Ricardo Muñoz Munguía

La herida tiene varios elementos de brillante filo que la hacen cada vez más amplia, sugiere no detenerse, se despliega de tal modo que parece abrir los cuerpos por completo, los que levantan su voz por encima de la vitrina que los sostiene/guarda la muerte con sus diversas formas de presentarse, mucho más allá de su figura literal; aquí, en este brillante trabajo poético que nos ocupa, es ver los surcos donde la sangre atraviesa los cuerpos, la memoria, el desencanto de la infancia ida, el hermano tan innegable de enorme presencia, el alma capturada en la enramada, los sueños que como arañas atrapan para inmovilizar, los temores ajenos que se vuelven más nuestros, el instante de guitarras que alumbra precisamente el momento que no nos pertenece, y la casa, la de pasillos insomnes con flores/sombras que dibujan el jardín de la desesperanza, boca de la herida, hogar ubicado en la frontera del día y la noche, de paradójica fe que clama. “Oh, casa de los heridos,/ cuando en la hora del quebranto te visite,/ abre para mí los ojos llorosos de los iris,/ el puño de las anémonas,/ la boca de los anturios,/ el consuelo de la hortensia/ y del narciso.// Templo del instante florecido,/ devuélveme la mansa gracia/ de las fresias, la resignada belleza/ de la caléndula:/ sáname, recíbeme, resucítame”.

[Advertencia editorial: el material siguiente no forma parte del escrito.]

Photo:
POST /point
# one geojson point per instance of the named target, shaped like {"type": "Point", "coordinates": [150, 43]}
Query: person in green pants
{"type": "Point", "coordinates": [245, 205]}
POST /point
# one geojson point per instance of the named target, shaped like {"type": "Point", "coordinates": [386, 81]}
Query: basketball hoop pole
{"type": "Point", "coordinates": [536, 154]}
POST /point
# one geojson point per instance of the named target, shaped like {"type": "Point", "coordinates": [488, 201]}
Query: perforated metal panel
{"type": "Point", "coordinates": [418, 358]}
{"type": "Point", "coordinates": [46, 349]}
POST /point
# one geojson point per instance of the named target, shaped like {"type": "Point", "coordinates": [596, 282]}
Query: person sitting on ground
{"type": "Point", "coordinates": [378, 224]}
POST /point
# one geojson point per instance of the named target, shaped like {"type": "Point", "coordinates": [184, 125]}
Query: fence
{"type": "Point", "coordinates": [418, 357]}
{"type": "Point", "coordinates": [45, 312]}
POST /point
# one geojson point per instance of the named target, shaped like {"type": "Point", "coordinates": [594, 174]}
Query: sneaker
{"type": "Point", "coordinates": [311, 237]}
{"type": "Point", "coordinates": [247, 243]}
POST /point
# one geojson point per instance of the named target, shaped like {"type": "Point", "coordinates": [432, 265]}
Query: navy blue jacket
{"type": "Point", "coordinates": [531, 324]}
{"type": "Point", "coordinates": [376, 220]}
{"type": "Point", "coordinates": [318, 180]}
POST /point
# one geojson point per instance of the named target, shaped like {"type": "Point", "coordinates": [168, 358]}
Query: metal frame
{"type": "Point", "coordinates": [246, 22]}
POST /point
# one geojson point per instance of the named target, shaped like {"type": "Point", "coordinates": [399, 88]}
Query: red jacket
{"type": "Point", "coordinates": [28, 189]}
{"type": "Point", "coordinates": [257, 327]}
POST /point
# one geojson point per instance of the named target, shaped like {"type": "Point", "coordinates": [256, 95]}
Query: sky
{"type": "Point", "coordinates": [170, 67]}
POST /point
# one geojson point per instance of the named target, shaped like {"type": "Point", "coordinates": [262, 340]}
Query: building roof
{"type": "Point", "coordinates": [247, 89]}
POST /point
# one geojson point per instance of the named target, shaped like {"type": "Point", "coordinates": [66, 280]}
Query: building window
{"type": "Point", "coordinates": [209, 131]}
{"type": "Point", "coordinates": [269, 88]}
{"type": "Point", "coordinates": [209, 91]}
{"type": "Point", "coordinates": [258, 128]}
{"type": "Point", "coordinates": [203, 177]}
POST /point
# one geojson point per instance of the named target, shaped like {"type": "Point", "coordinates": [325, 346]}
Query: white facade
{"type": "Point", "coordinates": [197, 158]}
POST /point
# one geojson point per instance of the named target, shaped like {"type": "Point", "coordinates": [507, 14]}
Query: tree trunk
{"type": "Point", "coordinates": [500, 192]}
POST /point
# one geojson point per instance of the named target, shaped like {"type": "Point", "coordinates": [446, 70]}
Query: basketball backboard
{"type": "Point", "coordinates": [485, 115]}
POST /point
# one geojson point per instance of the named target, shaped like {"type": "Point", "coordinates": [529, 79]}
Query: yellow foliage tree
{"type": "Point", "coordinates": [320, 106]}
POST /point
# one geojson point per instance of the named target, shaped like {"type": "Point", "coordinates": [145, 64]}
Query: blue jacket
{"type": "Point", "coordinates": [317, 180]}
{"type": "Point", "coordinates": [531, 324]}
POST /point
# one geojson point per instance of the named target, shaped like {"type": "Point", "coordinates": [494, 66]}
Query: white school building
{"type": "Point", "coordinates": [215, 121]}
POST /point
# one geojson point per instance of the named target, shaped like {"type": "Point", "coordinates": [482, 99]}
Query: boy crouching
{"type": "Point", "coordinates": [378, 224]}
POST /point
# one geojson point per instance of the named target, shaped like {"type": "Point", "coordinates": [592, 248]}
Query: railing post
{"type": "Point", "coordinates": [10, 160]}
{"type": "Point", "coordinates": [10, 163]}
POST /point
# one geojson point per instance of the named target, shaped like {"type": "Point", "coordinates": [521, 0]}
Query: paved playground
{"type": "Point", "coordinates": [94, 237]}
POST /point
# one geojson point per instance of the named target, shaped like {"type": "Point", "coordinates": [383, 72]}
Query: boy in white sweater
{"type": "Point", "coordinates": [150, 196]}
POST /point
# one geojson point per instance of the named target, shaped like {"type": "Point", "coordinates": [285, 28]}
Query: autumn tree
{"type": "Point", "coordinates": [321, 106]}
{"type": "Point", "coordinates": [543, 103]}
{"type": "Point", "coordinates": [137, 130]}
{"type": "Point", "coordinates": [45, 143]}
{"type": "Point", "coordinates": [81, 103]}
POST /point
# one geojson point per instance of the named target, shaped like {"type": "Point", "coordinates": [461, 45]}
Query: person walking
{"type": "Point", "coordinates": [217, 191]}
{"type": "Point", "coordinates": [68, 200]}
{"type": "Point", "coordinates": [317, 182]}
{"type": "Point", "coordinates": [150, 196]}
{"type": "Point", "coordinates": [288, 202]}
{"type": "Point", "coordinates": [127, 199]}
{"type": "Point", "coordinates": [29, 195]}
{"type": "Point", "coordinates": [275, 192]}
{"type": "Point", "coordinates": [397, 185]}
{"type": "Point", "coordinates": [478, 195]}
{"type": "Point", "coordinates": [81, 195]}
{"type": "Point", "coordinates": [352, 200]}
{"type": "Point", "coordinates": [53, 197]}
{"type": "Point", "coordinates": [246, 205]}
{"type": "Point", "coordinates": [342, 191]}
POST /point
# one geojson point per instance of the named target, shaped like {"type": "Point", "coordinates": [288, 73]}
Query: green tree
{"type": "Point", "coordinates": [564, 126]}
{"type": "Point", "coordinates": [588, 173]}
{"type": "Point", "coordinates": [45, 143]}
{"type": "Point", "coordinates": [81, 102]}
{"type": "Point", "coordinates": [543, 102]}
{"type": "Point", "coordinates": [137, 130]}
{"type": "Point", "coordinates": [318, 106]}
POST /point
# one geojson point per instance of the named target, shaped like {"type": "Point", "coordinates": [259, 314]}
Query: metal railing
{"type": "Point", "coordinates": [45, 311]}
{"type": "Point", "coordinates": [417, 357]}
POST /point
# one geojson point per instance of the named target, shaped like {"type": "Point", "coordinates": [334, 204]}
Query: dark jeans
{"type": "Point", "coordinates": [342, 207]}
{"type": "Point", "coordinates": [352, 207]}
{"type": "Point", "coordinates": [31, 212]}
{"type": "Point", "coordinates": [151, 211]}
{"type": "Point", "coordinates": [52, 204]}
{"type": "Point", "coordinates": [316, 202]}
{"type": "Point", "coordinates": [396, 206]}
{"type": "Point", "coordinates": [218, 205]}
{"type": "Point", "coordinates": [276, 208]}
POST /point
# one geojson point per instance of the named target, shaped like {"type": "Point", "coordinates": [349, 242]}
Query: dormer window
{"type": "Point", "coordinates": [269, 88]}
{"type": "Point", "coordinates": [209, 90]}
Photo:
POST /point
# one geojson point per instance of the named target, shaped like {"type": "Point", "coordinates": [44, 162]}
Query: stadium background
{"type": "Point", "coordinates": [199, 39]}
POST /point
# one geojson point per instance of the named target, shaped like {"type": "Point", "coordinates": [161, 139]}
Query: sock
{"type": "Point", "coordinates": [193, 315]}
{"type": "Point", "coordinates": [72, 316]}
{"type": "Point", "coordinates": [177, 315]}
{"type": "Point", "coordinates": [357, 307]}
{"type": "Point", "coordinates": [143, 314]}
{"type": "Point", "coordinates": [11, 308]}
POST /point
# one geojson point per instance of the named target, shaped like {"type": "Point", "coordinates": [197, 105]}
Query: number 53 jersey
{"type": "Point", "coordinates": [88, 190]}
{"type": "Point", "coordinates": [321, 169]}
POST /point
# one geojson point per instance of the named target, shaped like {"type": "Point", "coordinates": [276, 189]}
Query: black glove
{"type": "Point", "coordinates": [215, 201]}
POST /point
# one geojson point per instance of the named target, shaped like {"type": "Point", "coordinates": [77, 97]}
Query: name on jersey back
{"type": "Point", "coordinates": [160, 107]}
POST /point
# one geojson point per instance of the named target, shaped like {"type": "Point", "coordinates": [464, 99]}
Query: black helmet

La escritora María Rivera (Ciudad de México, 1971) ha obtenido, entre otros, el Premio Nacional de Poesía Aguascalientes por su libro Hay batallas y actualmente es miembro del Sistema Nacional de Creadores de Arte de México. A su obra se enlista el breve volumen La casa de los heridos (Parentalia, México, 2017), en el que se unen varios elementos que por igual son esencia del trabajo conjunto de Rivera. No puedo soslayar la mención de que estos poemas se dejan ver a medias, es decir, un sabor incompleto del completísimo nombre que enmarca esta plaquette, que apenas permiten mostrar la entrada a una casa enorme, donde la herida continúa, ¿continúa? Sin embargo, los versos encumbran ese sitio de dolor, del que se encarga la fuerza de la tinta de la poeta, quien desbroza el camino de voces para hacerlas llegar a la página “—No escribimos poemas/ sobre las víctimas sino sobre hechos— los labios/ de la herida floreados, su belleza/ prestigiosa, dije, mientras pensaba en la nieve/ disipándose, extinguiendo/ la mano leve del poema donde pasan cosas/ rebosantes de tiempo: su fulgor// hundiéndose en los hechos: estética”. Así, el cuerpo del poema muestra la caricia, serie de imágenes que irrumpen el placer de la fiesta con el gozo del correr de la palabra, hasta arribar al templo de la sangre más nuestra, escritura de sangre.